Mobile carriers use a lot of feet on poles, telephone and cable companies use a lot of poles.
Mobile carriers will get more or less the same access to utility poles as currently enjoyed by telephone and cable companies, if the California Public Utilities Commission approves a draft decision that’s scheduled to be on the table at its meeting on Thursday.
That would clear the way for the installation of small cellular access points on utility poles, making it easier for mobile carriers to greatly increase the coverage density of their networks, even down to the several-cells-per-city-block level that’s envisioned for 5G networks over the next five to ten years. It would also make it easier for carriers to extend mobile telephone and broadband service into rural areas – installing a small access point on top of an existing utility pole is a lot cheaper than building a cell site from scratch.
All of that is doable now – the commission is coincidently scheduled to vote on a small cell project along the San Mateo County coast on Thursday – but the new rules would set uniform terms and safety standards, and make access mandatory instead of subject to negotiation.

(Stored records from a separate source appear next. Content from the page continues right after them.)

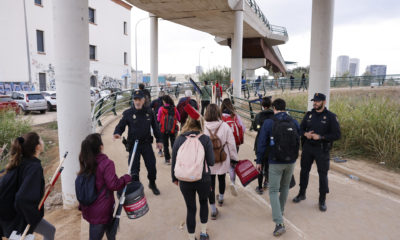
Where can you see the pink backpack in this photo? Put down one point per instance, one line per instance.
(190, 160)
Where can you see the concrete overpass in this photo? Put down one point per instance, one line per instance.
(71, 40)
(239, 24)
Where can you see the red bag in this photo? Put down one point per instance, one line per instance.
(246, 172)
(236, 128)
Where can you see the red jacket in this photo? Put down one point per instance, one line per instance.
(101, 211)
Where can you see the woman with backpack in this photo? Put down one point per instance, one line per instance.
(92, 161)
(224, 151)
(168, 117)
(238, 128)
(192, 155)
(24, 178)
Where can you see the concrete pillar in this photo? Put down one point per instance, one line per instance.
(237, 48)
(154, 50)
(321, 48)
(71, 50)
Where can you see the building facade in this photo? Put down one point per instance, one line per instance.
(27, 47)
(342, 65)
(376, 70)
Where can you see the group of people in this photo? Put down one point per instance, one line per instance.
(204, 149)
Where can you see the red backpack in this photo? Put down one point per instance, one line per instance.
(168, 120)
(236, 128)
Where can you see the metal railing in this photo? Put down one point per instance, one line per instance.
(273, 28)
(252, 88)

The pricing scheme for mobile carriers would be different from the rate paid by telephone and cable companies. Instead of a flat rate per pole (7.4% of the host utility’s “cost of ownership”), mobile carriers would pay 7.4% per foot of the pole that’s used. The difference lies in the kind of facilities that each install. Cable and telephone companies mostly attach cables to poles, and the standard assumption is that when they do, they just occupy one vertical foot of the pole. Mobile carriers, on the other hand, install boxes and antennas on poles, and that takes up a lot more room.